À l’aube de ses cinquante ans, Julieta s’apprête joyeusement à s’installer au Portugal avec son compagnon. Mais lorsqu’elle rencontre une amie de sa fille qui lui apprend qu’elle a croisée celle-ci, la bonne dame annule son prochain heureux événement, préférant rester à Madrid ruminer la douloureuse douzaine d’années d’absence de sa progéniture. Dans un souci de productivité, Julieta décide de canaliser sa peine en écrivant une lettre à sa fille afin de tout lui expliquer. Commence alors un flashback retraçant la vie de la malchanceuse et bien malheureuse maman…
Avec ce nouveau film Almodovar marque un grand coup chez l’ensemble des critiques… Mais malheureusement pas au près ses fans number one (nous, vous l’aurez compris).
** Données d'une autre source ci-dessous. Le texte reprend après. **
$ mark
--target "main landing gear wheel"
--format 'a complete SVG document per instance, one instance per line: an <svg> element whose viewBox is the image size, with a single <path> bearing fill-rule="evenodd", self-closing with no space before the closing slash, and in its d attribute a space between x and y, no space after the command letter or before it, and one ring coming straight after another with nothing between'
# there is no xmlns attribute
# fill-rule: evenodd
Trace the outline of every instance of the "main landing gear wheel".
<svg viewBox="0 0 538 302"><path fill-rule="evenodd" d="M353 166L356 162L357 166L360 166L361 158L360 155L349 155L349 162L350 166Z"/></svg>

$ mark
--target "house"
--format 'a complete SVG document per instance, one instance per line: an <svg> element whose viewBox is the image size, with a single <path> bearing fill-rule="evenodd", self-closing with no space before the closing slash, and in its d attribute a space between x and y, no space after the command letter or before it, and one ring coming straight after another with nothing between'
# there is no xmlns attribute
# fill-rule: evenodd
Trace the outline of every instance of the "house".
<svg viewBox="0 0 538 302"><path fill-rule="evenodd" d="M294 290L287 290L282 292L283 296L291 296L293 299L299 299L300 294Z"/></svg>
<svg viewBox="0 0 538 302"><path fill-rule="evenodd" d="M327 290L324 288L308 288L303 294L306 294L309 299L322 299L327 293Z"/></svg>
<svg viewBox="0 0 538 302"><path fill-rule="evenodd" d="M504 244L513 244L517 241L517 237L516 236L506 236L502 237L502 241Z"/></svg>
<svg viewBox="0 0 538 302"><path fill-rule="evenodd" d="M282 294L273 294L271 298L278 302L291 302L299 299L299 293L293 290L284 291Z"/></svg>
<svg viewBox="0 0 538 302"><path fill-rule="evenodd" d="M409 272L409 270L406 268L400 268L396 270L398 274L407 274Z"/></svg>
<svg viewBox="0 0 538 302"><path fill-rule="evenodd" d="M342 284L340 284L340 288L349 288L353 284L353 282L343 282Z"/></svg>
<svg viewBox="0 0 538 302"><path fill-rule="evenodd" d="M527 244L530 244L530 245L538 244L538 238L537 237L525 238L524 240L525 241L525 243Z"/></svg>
Loin de demander à Pedro de se cantonner à ne faire que du Pedro, notre passion pour cet homme n’a tout de même pu qu’être déçue. Non pas parce qu’ici les travestis et autres grains de folies manquent, mais parce que la multitude de petits détails almodovaresques, quels qu’ils soient, ne sont tout simplement pas là. Avec Julieta, le fier espagnol nous livre le récit aseptisé de la vie un peu pourrie d’une femme et, d’après ce que l’on nous dit, d’une relation mère-fille. Sauf que, l’histoire de l’héroïne n’est vue et racontée qu’au travers de ses propres yeux et à l’ombre de ses souvenirs, sans jamais être mise en lumière par un élément extérieur. La réflexion sur le cycle est évidente, et presque pesante. Ici aucun élément qui marque l’épanouissement n’est présent et le spectateur assiste à une introspection désenchantée des drames qui ruinent inexorablement une vie. En cela le pari est réussi, Almodovar sait parfaitement illustrer son propos et fait brillament passer le message « l’existence c’est juste ça et c’est un peu de la merde quand même ». Mais la désagréable impression que le film ne se résume qu’à ça est un peu déroutante, surtout lorsque Pedro est derrière la caméra. Sans chercher un happy end à tout prix, la problématique ici réside dans cette rétrospective qui tourne à vide et qui, même des années plus tard, n’apporte rien de plus à la réflexion de l’héroïne semblant plus victime qu’actrice de son existence.
Voilà pourquoi même si les intentions sont claires et évidentes, Julieta manque cruellement de vie (un comble lorsque l’on parle d’Almodovar) et en devient presque plat. La relation mère-fille tant ovationnée est certes présente, mais encore une fois uniquement au travers des yeux de la mère. Beaucoup de pistes et de mystères sont lâchés ça et là sans que jamais aucunes explications ne soient données, sans que le récit ne soit jamais alimenté. La présence fantomatique de la fille est étrangement traitée puisqu’elle regorge d’interrogations, tout en restant inexpliquée. Le spectateur se demande ainsi jusqu’à la fin si les éléments vont finir par se développer et si l’ensemble de l’histoire va prendre un sens particulier, puisqu’il est question d’explication à en croire les premiers mots de la lettre de Julieta : « je vais tout expliquer ». La déception ne peut être qu’amère dans la mesure où il ne s’agit que de raconter et non d’expliquer, car que se soit dans le film ou dans son message, d’explication il n’y en a pas, tandis que l’idée de culpabilité et de faute – on pourrait presque parler de pêché originel – tourne à plein régime durant les une heure trente neuf de film.
Malgré la superbe de l’esthétique épurée, le talent, la beauté et la mise en valeur des acteurs orchestrés par la main du maître incontestée, Julieta retombe un peu comme un soufflé. Car dans cette histoire le manque de partage des points de vue ne peut être que regretté, empêchant ainsi les leitmotivs de la hantise du passé et de la malédiction de prendre tout le sens dramatique qu’on aimerait leur donner.